Alfresco Search and Insight Engine

Full text search reference

The following sections describe the Alfresco Full Text Search (FTS) syntax.

The Alfresco Full Text Search (FTS) query text can be used standalone or it can be embedded in CMIS-SQL using the contains() predicate function. The CMIS specification supports a subset of FTS. The full power of FTS can not be used and, at the same time, maintain portability between CMIS repositories.

FTS is exposed directly by the interface, which adds its own template, and is also used as its default field. The default template is:

%(cm:name cm:title cm:description ia:whatEvent ia:descriptionEvent lnk:title lnk:description TEXT)

When FTS is embedded in CMIS-SQL, only the CMIS-SQL-style property identifiers (cmis:name) and aliases, CMIS-SQL column aliases, and the special fields listed can be used to identify fields. The SQL query defines tables and table aliases after from and join clauses. If the SQL query references more than one table, the contains() function must specify a single table to use by its alias. All properties in the embedded FTS query are added to this table and all column aliases used in the FTS query must refer to the same table. For a single table, the table alias is not required as part of the contains() function.

When FTS is used standalone, fields can also be identified using prefix:local-name and {uri}local-name styles.

Query time boosts allow matches on certain parts of the query to influence the score more than others.

All query elements can be boosted: terms, phrases, exact terms, expanded terms, proximity (only in filed groups), ranges, and groups.

term^2.4
"phrase"^3
term~0.8^4
=term^3
~term^4
cm:name:(big * yellow)^4
1..2^2
[1 TO 2]^2
yellow AND (car OR bus)^3

Search using date math

The date field types in Solr support the date math expressions.

The date math expression makes it easy to create times relative to fixed moments in time and includes the current time which can be represented using the special value of NOW.

Date math syntax

The date math expressions consist either adding some quantity of time in a specified unit, or rounding the current time by a specified unit. Expressions can be chained and are evaluated left to right.

For example, to represents a point in time two months from now, use:

NOW+2MONTHS

To represents a point in time one day ago, use:

NOW-1DAY

A slash is used to indicate rounding. To represents the beginning of the current hour, use:

NOW/HOUR

To represent a point in time six months and three days into the future and then rounds that time to the beginning of that day, use:

NOW+6MONTHS+3DAYS/DAY

While date math is most commonly used relative to NOW, it can be applied to any fixed moment in time as well:

1972-05-20T17:33:18.772Z+6MONTHS+3DAYS/DAY

Note: Solr 6 date math supports TODAY.

Search for disjunctions

Single terms, phrases, and so on can be combined using OR in upper, lower, or mixed case.

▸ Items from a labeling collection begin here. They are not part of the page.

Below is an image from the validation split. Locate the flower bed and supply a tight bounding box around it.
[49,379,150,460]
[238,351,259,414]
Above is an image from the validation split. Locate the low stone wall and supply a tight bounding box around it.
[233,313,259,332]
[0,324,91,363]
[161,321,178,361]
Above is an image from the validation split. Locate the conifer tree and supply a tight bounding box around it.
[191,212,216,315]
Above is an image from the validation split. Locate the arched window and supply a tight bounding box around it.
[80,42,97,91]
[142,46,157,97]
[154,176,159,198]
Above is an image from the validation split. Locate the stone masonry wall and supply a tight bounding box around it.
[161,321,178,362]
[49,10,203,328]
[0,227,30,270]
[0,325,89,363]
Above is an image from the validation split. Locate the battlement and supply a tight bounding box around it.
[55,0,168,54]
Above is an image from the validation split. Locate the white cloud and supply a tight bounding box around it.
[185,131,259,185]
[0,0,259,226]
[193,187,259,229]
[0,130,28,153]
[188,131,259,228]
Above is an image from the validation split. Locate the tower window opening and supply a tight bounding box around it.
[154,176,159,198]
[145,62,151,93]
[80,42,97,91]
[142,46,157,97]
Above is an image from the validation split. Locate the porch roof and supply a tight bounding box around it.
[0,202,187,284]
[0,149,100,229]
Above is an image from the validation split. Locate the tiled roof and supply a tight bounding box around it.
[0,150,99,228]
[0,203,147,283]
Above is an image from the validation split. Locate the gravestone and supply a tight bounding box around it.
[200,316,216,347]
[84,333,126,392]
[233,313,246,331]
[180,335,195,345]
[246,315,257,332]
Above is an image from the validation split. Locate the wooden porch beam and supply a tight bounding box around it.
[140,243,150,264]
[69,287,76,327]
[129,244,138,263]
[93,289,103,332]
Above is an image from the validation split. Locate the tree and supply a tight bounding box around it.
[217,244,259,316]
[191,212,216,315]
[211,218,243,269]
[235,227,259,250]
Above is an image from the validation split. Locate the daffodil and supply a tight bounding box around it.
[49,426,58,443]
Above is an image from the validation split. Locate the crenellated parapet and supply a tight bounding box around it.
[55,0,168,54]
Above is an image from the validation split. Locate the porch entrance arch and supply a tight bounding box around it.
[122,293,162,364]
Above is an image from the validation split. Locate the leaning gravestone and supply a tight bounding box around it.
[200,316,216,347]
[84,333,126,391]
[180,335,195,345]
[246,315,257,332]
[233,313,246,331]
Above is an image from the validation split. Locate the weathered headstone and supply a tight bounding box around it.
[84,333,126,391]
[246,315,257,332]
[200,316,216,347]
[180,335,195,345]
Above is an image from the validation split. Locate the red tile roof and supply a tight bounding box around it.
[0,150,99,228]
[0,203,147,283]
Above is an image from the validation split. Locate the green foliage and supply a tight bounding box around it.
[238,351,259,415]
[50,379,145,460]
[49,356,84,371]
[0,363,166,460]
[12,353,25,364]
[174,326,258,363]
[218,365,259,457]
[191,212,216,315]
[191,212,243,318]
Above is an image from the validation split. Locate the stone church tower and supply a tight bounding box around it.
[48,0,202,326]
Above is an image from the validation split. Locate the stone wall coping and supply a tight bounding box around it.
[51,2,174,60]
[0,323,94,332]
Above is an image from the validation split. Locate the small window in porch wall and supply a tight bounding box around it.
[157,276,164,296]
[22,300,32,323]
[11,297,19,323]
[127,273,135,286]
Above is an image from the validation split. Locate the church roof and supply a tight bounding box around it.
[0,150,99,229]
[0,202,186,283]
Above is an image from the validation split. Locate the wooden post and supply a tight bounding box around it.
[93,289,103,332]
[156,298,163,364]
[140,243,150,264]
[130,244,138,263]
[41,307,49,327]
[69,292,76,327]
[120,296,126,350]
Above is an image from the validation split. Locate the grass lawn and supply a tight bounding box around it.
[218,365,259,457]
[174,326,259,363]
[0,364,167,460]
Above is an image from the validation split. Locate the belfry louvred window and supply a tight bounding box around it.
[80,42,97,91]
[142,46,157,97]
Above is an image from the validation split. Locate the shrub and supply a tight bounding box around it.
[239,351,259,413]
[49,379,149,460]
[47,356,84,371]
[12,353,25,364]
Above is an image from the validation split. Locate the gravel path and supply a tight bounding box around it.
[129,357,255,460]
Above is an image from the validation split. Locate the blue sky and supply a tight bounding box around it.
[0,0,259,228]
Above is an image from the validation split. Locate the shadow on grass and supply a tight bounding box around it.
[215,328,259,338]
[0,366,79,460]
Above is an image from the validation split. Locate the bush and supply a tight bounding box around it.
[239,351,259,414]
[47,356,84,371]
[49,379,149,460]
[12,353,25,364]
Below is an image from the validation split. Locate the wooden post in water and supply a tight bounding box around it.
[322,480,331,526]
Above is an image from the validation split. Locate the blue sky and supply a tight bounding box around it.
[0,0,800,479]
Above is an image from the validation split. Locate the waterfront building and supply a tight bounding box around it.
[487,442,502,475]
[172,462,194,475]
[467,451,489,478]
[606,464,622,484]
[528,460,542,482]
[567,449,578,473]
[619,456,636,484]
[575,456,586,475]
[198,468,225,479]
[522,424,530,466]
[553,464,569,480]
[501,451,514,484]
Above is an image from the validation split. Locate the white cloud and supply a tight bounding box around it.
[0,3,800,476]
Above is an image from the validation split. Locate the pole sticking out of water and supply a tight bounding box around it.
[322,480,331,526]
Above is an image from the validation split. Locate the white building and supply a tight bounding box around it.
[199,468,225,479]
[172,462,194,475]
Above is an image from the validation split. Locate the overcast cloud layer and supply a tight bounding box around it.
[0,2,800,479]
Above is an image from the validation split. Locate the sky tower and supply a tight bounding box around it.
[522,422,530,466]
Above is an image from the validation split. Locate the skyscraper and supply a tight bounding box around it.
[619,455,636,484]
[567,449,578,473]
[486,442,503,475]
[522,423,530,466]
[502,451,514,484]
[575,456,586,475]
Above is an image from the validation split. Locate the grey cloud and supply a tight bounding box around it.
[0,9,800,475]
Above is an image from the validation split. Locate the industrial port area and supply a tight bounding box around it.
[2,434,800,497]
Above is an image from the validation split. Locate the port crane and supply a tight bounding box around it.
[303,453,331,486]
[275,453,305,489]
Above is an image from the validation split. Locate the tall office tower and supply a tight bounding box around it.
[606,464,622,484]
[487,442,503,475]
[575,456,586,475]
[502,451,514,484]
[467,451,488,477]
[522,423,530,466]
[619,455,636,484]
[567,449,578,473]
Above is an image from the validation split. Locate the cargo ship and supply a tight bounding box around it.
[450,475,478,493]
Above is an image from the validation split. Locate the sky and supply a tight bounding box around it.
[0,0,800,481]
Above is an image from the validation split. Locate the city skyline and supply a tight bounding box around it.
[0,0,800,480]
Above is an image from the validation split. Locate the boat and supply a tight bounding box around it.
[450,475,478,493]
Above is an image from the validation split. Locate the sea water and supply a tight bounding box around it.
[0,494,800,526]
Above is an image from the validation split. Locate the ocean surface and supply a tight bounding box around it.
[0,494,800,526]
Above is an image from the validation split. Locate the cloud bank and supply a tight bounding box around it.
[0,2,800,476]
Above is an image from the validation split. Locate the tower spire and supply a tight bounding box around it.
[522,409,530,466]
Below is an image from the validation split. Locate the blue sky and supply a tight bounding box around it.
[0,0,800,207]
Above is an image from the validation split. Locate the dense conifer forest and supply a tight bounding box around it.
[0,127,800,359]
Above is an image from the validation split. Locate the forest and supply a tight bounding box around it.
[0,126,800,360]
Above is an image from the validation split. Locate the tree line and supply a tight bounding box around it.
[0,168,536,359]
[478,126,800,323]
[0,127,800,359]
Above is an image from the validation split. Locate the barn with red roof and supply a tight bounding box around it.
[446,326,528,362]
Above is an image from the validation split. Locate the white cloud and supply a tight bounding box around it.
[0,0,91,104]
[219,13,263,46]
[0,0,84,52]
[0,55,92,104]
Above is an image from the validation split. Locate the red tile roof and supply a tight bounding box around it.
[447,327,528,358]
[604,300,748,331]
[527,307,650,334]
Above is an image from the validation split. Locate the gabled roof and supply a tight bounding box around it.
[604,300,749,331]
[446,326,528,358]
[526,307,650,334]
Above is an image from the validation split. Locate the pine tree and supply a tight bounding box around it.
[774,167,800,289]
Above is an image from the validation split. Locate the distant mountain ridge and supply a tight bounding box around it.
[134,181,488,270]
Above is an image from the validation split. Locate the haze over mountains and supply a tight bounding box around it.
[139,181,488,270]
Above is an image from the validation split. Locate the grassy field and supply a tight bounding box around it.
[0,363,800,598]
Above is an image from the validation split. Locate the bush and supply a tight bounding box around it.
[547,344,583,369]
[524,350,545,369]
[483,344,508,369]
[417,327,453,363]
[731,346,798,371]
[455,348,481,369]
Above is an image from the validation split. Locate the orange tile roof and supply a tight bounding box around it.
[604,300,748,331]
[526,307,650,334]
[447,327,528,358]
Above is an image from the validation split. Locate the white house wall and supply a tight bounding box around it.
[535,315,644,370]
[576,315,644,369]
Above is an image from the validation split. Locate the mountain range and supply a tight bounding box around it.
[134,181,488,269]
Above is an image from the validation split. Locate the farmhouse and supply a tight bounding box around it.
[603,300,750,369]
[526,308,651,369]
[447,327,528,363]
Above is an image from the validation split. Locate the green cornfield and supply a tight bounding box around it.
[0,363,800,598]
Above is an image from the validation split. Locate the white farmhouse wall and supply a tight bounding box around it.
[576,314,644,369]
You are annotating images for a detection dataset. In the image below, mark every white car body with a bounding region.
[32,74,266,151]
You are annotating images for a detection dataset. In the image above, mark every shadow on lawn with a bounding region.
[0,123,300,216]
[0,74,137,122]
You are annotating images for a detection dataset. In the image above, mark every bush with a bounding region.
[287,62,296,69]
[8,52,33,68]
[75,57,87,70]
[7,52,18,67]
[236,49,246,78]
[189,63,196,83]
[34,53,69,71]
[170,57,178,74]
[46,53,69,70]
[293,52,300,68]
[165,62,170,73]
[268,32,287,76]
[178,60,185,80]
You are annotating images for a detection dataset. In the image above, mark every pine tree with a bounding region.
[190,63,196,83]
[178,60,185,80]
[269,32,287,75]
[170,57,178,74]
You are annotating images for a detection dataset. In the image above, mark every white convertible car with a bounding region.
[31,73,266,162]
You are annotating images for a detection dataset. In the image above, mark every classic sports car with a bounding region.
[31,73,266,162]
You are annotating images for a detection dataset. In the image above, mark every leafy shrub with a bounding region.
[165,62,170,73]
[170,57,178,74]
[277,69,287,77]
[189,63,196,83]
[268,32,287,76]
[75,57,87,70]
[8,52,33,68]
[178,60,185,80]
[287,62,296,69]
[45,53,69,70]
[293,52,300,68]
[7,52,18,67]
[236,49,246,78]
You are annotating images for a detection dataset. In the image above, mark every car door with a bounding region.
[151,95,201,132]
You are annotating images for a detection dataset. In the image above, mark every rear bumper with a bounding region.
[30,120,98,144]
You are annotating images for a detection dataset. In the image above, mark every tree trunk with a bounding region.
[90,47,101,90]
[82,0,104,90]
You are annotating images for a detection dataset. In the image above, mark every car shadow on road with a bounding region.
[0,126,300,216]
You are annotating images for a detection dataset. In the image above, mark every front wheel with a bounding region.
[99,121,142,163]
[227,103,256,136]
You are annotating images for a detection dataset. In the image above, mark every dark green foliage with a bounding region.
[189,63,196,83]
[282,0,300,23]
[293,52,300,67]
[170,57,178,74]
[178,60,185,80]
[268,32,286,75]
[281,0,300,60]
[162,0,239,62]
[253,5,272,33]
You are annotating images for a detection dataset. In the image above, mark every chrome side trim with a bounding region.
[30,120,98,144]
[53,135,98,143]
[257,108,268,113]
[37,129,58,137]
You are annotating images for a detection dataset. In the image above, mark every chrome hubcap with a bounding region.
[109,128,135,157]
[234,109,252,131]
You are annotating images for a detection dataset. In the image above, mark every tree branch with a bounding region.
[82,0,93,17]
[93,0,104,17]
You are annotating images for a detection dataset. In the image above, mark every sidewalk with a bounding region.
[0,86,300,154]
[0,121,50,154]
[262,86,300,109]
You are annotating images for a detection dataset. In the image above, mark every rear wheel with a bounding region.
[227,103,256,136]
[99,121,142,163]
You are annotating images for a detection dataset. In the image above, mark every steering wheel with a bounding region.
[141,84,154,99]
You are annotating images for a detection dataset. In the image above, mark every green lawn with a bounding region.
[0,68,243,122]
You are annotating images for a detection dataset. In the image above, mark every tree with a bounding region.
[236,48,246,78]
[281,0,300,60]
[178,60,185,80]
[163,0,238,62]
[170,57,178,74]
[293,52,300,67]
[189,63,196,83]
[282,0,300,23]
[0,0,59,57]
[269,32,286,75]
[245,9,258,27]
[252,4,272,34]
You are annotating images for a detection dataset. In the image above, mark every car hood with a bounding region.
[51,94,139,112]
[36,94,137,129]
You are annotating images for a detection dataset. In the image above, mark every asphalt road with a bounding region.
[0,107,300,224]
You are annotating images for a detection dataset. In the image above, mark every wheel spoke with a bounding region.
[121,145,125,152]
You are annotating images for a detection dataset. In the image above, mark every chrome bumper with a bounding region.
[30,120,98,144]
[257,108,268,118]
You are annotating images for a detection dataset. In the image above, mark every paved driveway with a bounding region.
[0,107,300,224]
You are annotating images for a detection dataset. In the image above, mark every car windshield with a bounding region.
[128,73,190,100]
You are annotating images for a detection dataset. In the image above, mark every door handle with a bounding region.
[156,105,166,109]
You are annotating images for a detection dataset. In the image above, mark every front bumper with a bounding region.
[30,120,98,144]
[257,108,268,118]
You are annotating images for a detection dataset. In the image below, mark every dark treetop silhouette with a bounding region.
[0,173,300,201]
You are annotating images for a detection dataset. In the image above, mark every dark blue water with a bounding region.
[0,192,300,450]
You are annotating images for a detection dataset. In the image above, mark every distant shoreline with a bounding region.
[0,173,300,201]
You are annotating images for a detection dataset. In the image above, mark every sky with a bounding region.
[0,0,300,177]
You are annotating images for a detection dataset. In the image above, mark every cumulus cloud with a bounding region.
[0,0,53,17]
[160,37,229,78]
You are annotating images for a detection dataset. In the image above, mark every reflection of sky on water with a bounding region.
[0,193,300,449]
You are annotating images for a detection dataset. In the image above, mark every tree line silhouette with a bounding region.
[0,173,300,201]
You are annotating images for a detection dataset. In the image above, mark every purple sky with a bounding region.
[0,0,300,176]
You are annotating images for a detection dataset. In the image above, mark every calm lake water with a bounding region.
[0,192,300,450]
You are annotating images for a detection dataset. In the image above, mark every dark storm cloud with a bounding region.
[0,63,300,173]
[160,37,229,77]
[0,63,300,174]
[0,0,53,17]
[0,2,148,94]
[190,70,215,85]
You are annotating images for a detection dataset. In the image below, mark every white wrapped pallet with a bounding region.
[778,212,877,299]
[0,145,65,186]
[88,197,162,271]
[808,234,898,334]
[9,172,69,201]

The OR operator is interpreted as “at least one is required, more than one or all can be returned”.

If not otherwise specified, by default search fragments will be ORed together.

big yellow banana
big OR yellow OR banana
TEXT:big TEXT:yellow TEXT:banana
TEXT:big OR TEXT:yellow OR TEXT:banana

These queries search for nodes that contain at least one of the terms big, yellow, or banana in any content.

Escaping characters

Any character can be escaped using the backslash “” in terms, IDs (field identifiers), and phrases. Java unicode escape sequences are supported. Whitespace can be escaped in terms and IDs.

For example:

cm:my content:my name

Search for an exact term

To search for an exact term you must prefix it with “=”. The supported syntax:

=term
=term1 =term2
=“multi term phrase”

Note: =“multi term phrase” returns documents only with the exact phrase and terms in the exact order.
=field:term
=field:term1 =field:term2
=field:“multi term phrase”

If you don’t specify a field the search runs against name, description, title, and content. If the field specified is TOKENIZED=false, only the full field is matched. If the field you specified is TOKENIZED=TRUE or TOKENIZED=BOTH then the search is run on the cross locale tokenized version of the field.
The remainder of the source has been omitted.